Although a number of reconstructed southern legislatures quickly ratified the amendment, northern opposition emerged in Democrat-controlled state legislatures and, most startlingly, from women’s rights advocates like Susan B. Anthony and Elizabeth Cady Stanton. In language increasingly racist in tone and content, Stanton and Anthony called for the defeat of the Fifteenth Amendment (see Stanton’s “All Wise Women Should Oppose the Fifteenth Amendment,” Vol.2, Part 2B, doc. 23). At the 1869 Equal Rights Association, with Frederick Douglass seated on the same stage, Stanton announced that she “did not believe in allowing ignorant negroes and ignorant and debased Chinamen to make laws for her to obey.” (id. at doc. 18)
In fact, significant pockets of opposition to Black suffrage remained both north and south. Ohio ratified the Amendment by a single vote. New York ratified, but then rescinded its ratification. When the newly readmitted state of Georgia refused to seat newly elected Black state representatives, Congress expelled the state of Georgia and demanded the ratification of the Fifteenth Amendment as the price of re-readmission.

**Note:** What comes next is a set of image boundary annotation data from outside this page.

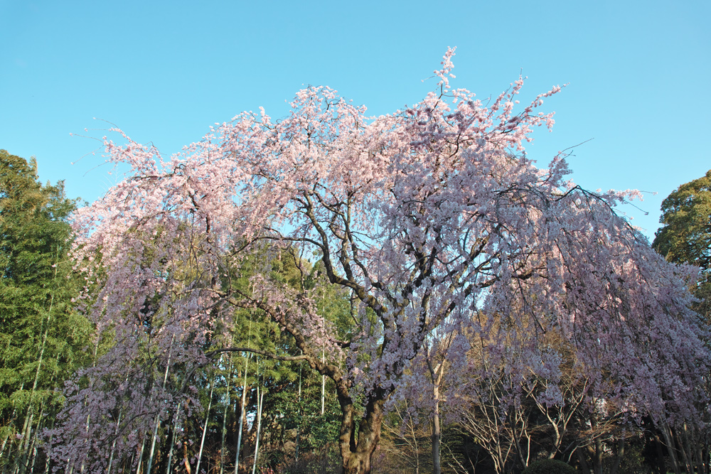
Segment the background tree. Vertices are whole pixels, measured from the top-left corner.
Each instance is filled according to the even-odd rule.
[[[38,433],[53,424],[58,387],[91,352],[91,326],[72,303],[75,209],[61,181],[38,181],[33,158],[0,150],[0,464],[12,472],[44,468]]]
[[[613,210],[635,194],[590,193],[565,179],[564,156],[542,168],[525,154],[533,130],[552,125],[552,114],[538,111],[560,87],[516,114],[522,78],[484,104],[450,87],[453,55],[435,72],[435,91],[392,115],[368,118],[332,90],[309,87],[284,119],[243,113],[170,161],[122,132],[123,144],[105,141],[108,160],[132,170],[77,211],[74,255],[90,281],[88,263],[100,255],[89,313],[117,343],[72,396],[58,459],[105,470],[100,450],[116,411],[105,392],[124,376],[117,366],[140,360],[160,368],[173,353],[194,373],[220,354],[251,352],[304,361],[332,379],[343,470],[366,474],[385,404],[411,361],[435,329],[478,312],[500,322],[496,333],[490,323],[472,330],[498,339],[495,360],[506,359],[511,330],[532,328],[515,348],[512,373],[560,372],[554,348],[528,343],[557,332],[572,342],[592,386],[611,371],[611,402],[678,420],[697,415],[711,357],[688,307],[685,269]],[[326,284],[352,296],[352,330],[319,312],[319,286],[274,278],[269,262],[288,249],[318,255]],[[225,277],[257,254],[267,262],[248,291]],[[292,352],[213,348],[229,343],[217,331],[235,308],[275,323]],[[467,344],[451,346],[459,355],[450,373],[466,366]],[[154,372],[132,393],[127,433],[148,432],[166,419],[159,406],[181,396],[151,382],[164,373]],[[560,397],[548,394],[551,403]],[[86,407],[97,423],[88,435],[76,431]],[[132,444],[140,446],[127,436]]]
[[[695,309],[711,321],[711,170],[683,184],[662,202],[652,247],[669,262],[690,264],[701,269],[693,288],[700,301]]]
[[[661,210],[659,222],[663,226],[656,232],[652,246],[669,262],[698,267],[699,278],[691,286],[697,301],[692,307],[708,323],[711,321],[711,170],[679,186],[662,202]],[[683,463],[687,470],[695,465],[699,472],[706,472],[702,453],[708,451],[708,430],[698,423],[707,423],[708,414],[704,414],[697,422],[659,426],[675,471],[680,470],[678,463]]]

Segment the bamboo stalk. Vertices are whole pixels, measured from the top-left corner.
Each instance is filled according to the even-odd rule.
[[[208,432],[208,421],[210,420],[210,409],[213,406],[213,390],[215,389],[215,377],[210,385],[210,400],[208,402],[208,411],[205,414],[205,426],[203,427],[203,437],[200,441],[200,451],[198,453],[198,465],[195,468],[196,474],[200,474],[200,461],[203,458],[203,446],[205,446],[205,433]]]

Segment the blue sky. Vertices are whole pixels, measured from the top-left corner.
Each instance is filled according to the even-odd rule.
[[[592,139],[572,178],[648,192],[624,210],[648,236],[663,198],[711,168],[707,1],[0,0],[0,148],[89,201],[117,175],[98,141],[70,133],[100,138],[107,121],[170,155],[242,110],[286,115],[309,84],[387,114],[434,88],[422,80],[448,46],[452,85],[479,98],[521,71],[522,102],[570,83],[546,101],[556,125],[530,157],[545,166]]]

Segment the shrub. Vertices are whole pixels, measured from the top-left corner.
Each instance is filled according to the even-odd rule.
[[[570,464],[557,459],[541,459],[529,465],[521,474],[573,474],[576,470]]]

Similar “Requirement Bills” were passed for the readmission of Virginia, Mississippi and Texas—acts which prompted newspaper editorial concerns about legitimacy). (see, e.g., id. at doc. 13)
Finally, on March 30, 1870, President Ulysses S. Grant announced the ratification of the Fifteenth Amendment, what he called “a measure of grander importance than any other one act of the kind from the foundation of our free Government to the present day.” (id. at doc. 34) Frederick Douglass agreed. In a message to a group celebrating the passage of the Fifteenth Amendment, wrote, “[h]enceforth, we live in a new world, breath a new atmosphere, and have a new earth beneath and a new sky above us.” (id. at doc. 35).
To date, scholarship on the history of the Fifteenth Amendment has been relatively rare (though there are some signs of renewed interest). This new collection should help lower the bar to new historical scholarship on the history of constitutional suffrage rights. Even beyond questions of the right to vote are broader questions of racial equality, congressional enforcement power, and the role of federalism in our post-Civil War Constitution. All of these issues were hotly debated for what amounted to a five-year “moment” of public constitutional debate. The collection is meant to be an introduction this extraordinary moment and a prompt to further and deeper investigation and scholarly debate.
My thanks to Rick Hasen for giving me the opportunity to present these three posts on “The Reconstruction Amendments: Essential Documents.” In the next few months, I’ll be speaking about the collection at a variety of conferences and symposia around the country. I look forward to meeting and talking with readers of the Election Law Blog at those events.